Stephen King, in Danse Macabre, intelligently broke down the difference between OK fantasy and great fantasy. OK fantasy is about powerful people using that power in various ways, whether that power takes the form of magic or the form of iron thews and clever wits. It’s not bad stuff but it’s a literary equivalent of an action movie.
Great fantasy, on the other hand, the stuff that gets people obsessed with books about races of midgets, is about people who have no power discovering that they, in the end, do.
The thing is that he’s right. Every great fantasy is essentially an underdog story.
And that’s what Keith Giffen, taking over for James Robinson, is doing here.
My expectations were pretty high for this: I was excited when Giffen took over. And honestly, it’s got more wit and snap than most sword and sorcery comics have right now, even DC’s own Demon Knights.
It’s really the little details that make this book: Skeletor’s brutal and creepy punishment of Beast-Man for his failures, Adam wondering why he can fight with a sword when he’s always been a “simple woodsman”, and the introduction of beloved characters from, let’s face it, a terrible cartoon from the ’80s in a way that stays true to their goofy looks while actually making them genuinely threatening.
Sprinkled in, with a light touch, is Giffen’s trademark wit: Skeletor’s last line in the book came out of nowhere and cracked me up.
Philip Tan and Howard Porter also deserve credit for their art, keeping the original’s van art look while giving it considerably more emotion and drama. These are guys who can make Trap-Jaw menacing.
In short, DC has in two issues turned a ’80s cliche into something I’m genuinely excited to keep reading. It’s not perfect, but it’s turning something that shouldn’t work into something you can’t miss.
Agree? Disagree? Let me know in the comments.




Not sure I’m man enough to buy a comic called He-Man, same way that I would not willingly buy Kotex or order a Shirley Temple. Could be awesome. I’ll never know.

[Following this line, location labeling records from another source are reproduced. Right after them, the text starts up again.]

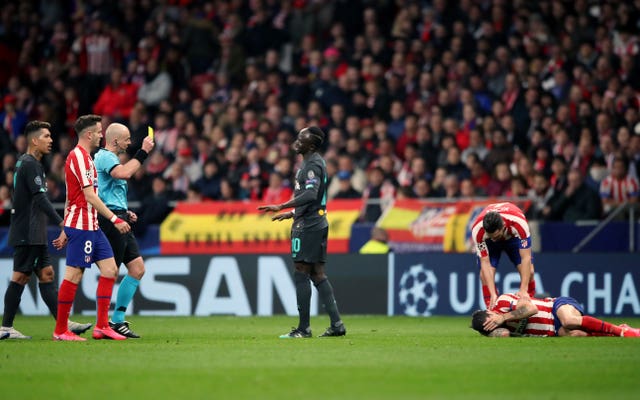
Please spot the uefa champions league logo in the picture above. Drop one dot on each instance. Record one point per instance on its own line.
(418, 293)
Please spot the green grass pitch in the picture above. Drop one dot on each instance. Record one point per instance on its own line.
(380, 358)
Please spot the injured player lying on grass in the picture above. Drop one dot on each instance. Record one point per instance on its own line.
(559, 316)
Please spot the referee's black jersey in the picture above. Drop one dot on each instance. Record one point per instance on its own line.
(312, 176)
(28, 221)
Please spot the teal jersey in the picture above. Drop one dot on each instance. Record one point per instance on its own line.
(112, 191)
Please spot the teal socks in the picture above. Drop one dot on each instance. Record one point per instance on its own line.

This week I picked up…um… let’s see…
Unread as yet: Extreme X-men and It-Girl
Read last night: Uncanny X-Force (Finally getting closer to a good Brotherhood on X-Force fight; There’s something I like about the skinless man, just as much as I hate wolverine’s kid-whose-name-I-never-remember). X-men Legacy finally let go of the alien storyline and returned her to Earth in time for AvX #11. I can’t say it was bad story-telling, it just felt like something I’d seen a thousand times. And finally, AvX #11: So now there’s one phoenix force holder… I’ll not spoil it for those who may wish to read it. Needless to say, issue #12 is everybody in Marvel vs. the dark phoenix. Pretty sure everybody will win. And how is it that with all this going on they haven’t bothered to call on The Hulk (OG–original green) before now?
my god how much ignorance about the He-Man property I see in some comments.
When will Castle Grayskull have a closet for He-Man to come out of?
Skeletor has yet to design a closet that can contain him.
Not that there’s anything wrong with that.
always the same dumb joke about the sexuality of he-man.
No, of course not.
“You’re tired of the He-man sexuality jokes?!?” – Robin
I don’t care either way, but it would be cool/interesting to have a popular, homosexual comic character like He-Man. Hell, Achilles was gay, Hollywood made Patroclus his cousin not his close friend and lover. Speaking of, I thought they should’ve had Brad Pitt shoot Troy and He-Man back2back. He looked like the He-Man I envision, sorry Drago.
I thought the first issue was pretty terrible. But I’m a huge fan of the cartoon so that fact that you didn’t like it is maybe swaying your opinion. Sure the cartoon was cheesy but all of them were. I wanted a really cool story of He-Man and the characters, making them cool again. Not a complete rehash that shows just how little the writer cares about these characters other than outwardly appearance.
I wanted Tim Burton’s Batman after the Adam West Version. What I got was All-Star Batman. Something that so completely misses the point of the hero that it’s not even worth talking about.
finally some consistency .
I don’t think Filmation made anything I enjoyed. And I can say this… Because I watched way too much bad tv as a kid. It was a ritual to see He-Man or She-Ra come on and immediately flip through the channels only to wind up back in the same place.
Skeletor seemed like he had potential. He-Man was horribly named. But what killed the show for me really, was the sidekick, Orko.
Expectations kill most things. I wanted Conan, the Herculoids, or Thundaar. I got an annoying sidekick and a the same weekly plot.